What should we do about the North Korean ICBM test?

As I’m sure you must know North Korea plans to test fire a missile thought to be able to strike the continental United States:

WASHINGTON – Secretary of State Condoleezza Rice warned North Korea on Monday it will face consequences if it test-fires a missile thought to be powerful enough to reach the West Coast of the United States.

“It would be a very serious matter and, indeed, a provocative act should North Korea decide to launch that missile,” Rice said amid indications that the North Koreans could launch an intercontinental ballistic missile at any moment.

The senior U.S. diplomat said the United States would talk to other nations about action should the North go ahead, and “I can assure everyone that it would be taken with utmost seriousness.”

The United States, Japan, Australia, South Korea and other countries have urged North Korea to abandon any missile firing, but there was no sign of backing down. U.S. officials said Monday the missile was apparently fully assembled and fueled, giving the North a launch window of about a month.

Unlike other preparatory steps the United States has tracked, the fueling process is very difficult to reverse, and most likely means the test will go ahead, one senior administration official said.

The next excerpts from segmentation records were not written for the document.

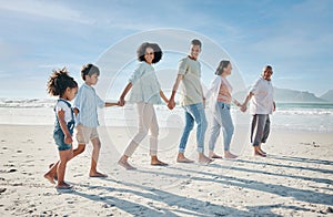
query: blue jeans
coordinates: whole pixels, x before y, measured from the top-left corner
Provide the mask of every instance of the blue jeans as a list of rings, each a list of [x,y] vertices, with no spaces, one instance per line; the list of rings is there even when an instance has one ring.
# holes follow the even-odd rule
[[[204,134],[206,131],[206,118],[204,114],[204,106],[202,103],[185,105],[183,106],[185,111],[185,128],[183,131],[183,135],[181,137],[179,144],[179,152],[184,153],[186,143],[189,140],[190,132],[193,130],[194,122],[198,125],[196,128],[196,151],[199,153],[203,153],[203,144],[204,144]]]
[[[230,114],[230,104],[216,102],[215,111],[216,113],[213,115],[213,124],[210,130],[209,148],[210,151],[214,151],[222,126],[224,151],[229,151],[231,138],[234,132],[234,126]]]

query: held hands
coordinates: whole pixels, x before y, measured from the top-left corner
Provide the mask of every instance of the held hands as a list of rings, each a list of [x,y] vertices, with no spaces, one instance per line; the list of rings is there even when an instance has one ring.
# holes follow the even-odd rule
[[[72,144],[73,143],[72,136],[70,134],[64,135],[64,143],[65,144]]]
[[[241,111],[242,111],[242,112],[246,112],[246,110],[248,110],[248,107],[246,107],[246,104],[245,104],[245,103],[244,103],[244,104],[241,104],[241,106],[240,106],[240,107],[241,107]]]
[[[118,105],[119,105],[119,106],[124,106],[124,104],[125,104],[124,99],[123,99],[123,97],[120,97],[119,101],[118,101]]]

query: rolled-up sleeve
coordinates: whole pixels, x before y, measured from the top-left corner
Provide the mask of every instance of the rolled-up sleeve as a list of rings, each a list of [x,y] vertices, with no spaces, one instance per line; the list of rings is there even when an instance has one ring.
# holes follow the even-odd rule
[[[99,95],[95,95],[95,100],[97,100],[98,107],[102,108],[105,106],[105,102]]]

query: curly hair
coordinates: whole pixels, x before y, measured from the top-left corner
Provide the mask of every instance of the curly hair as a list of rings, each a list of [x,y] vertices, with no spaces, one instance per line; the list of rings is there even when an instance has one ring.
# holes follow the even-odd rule
[[[137,50],[138,60],[140,62],[145,61],[144,54],[145,54],[145,49],[148,48],[151,48],[154,51],[154,59],[152,60],[152,63],[158,63],[162,59],[163,52],[159,46],[159,44],[157,43],[149,43],[149,42],[142,43]]]
[[[229,60],[221,60],[216,71],[215,71],[215,74],[216,75],[221,75],[223,73],[223,70],[230,64],[230,61]]]
[[[65,68],[53,70],[48,81],[48,93],[53,96],[62,96],[68,87],[78,87],[78,83],[71,78]]]
[[[81,76],[82,76],[83,81],[85,81],[85,75],[91,76],[94,73],[100,75],[100,70],[99,70],[98,66],[95,66],[92,63],[88,63],[88,64],[83,65],[82,69],[81,69]]]
[[[201,49],[201,46],[202,46],[202,43],[201,43],[201,41],[200,41],[199,39],[193,39],[193,40],[191,41],[191,44],[192,44],[192,45],[199,45],[200,49]]]

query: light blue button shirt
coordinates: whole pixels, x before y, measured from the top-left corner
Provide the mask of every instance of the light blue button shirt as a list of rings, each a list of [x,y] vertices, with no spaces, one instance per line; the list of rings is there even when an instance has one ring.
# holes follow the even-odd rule
[[[104,104],[92,86],[82,84],[74,101],[74,107],[79,110],[77,124],[89,127],[99,126],[98,107],[104,107]]]
[[[152,65],[144,61],[139,63],[129,82],[132,83],[130,102],[162,103],[160,96],[161,85]]]

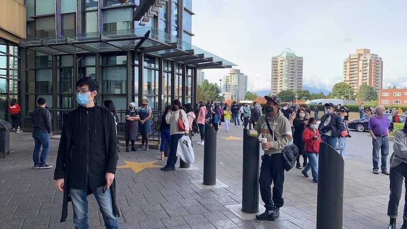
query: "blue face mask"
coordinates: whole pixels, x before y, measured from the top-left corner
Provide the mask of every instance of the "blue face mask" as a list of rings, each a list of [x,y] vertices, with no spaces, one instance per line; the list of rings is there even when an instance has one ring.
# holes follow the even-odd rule
[[[81,106],[84,106],[89,102],[89,95],[87,94],[78,93],[76,94],[76,102]]]

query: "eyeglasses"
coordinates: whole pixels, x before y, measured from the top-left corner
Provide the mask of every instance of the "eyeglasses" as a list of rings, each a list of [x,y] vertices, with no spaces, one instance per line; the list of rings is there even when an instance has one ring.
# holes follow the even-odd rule
[[[75,92],[76,94],[85,94],[88,92],[92,92],[91,90],[86,90],[85,89],[77,89],[76,91]]]

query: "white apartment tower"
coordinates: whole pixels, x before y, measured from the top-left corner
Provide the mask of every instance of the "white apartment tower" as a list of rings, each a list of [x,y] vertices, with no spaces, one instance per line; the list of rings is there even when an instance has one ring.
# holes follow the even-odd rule
[[[361,48],[349,55],[343,61],[343,81],[358,93],[363,83],[379,93],[383,82],[383,61],[370,49]]]
[[[271,94],[283,90],[302,89],[302,56],[298,56],[289,48],[271,59]]]
[[[231,99],[244,100],[247,92],[247,76],[239,69],[230,69],[230,72],[223,76],[223,93],[230,94]]]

The precise timing is unclear, the official said.

What, if anything, should be done about it?

Coming Anarchy notes that the Japanese plan to issue a stern demarche. That’ll teach ’em.

Andrew Olmsted points out that the test would make a splendid opportunity for doing live testing of missile defense:

It would be as close to a real-world conditions test as we’re likely to get, it would allow us to see what we’re getting for our money, and advocates of missile defense could use the North Korean test as fodder to maintain support for the program. Even if it failed, that would be a prime opportunity to demagogue the issue and argue that we need to focus more heavily on missile defense because the next missile might not be a test.

I’ve suggested that myself from time to time. James Joyner quite correctly wonders if the cost of failure in such a course might well outweigh the benefit of a success (or even a “neutral failure”):

Such a move could backfire horribly, however. Both a “successful” and a failed attempt to shoot down the DPRK missile could wind up killing people. One only has to remember back to the 1991 Gulf War, when American Patriot missiles shot down Iraqi scuds but quite likely killed many more people than saved by sending huge pieces of shrapnel into innocent population centers. It’s far from inconceivable that could happen in this case. And, of course, missile tests often reveal that the missile is not ready for prime time, as demonstrated by the missile not hitting its intended target. Presumably, this threat could be substantially mitigated by targetting the Korean missile while it’s still over the ocean. It could not be totally eliminated, however.

Kevin Drum speculates that we might attack the North Korean test site.

Michael Stickings of The Moderate Voice urges one-on-one talks with the North Koreans.

I, too, recommend diplomacy but I think that we should be negotiating with the Chinese rather than the North Koreans. As long as China subsidizes his regime Kim Jong-Il will continue to go his merry way, doing what suits him, and I don’t see that any amount of negotiating will change that.

It does little good to talk to the dummy—it’s the ventriloquist you’ve got to deal with.

UPDATE: AJ Strata doubts that we would intercept the missile (even if we can) and observes that it would be a very bad sign if we did.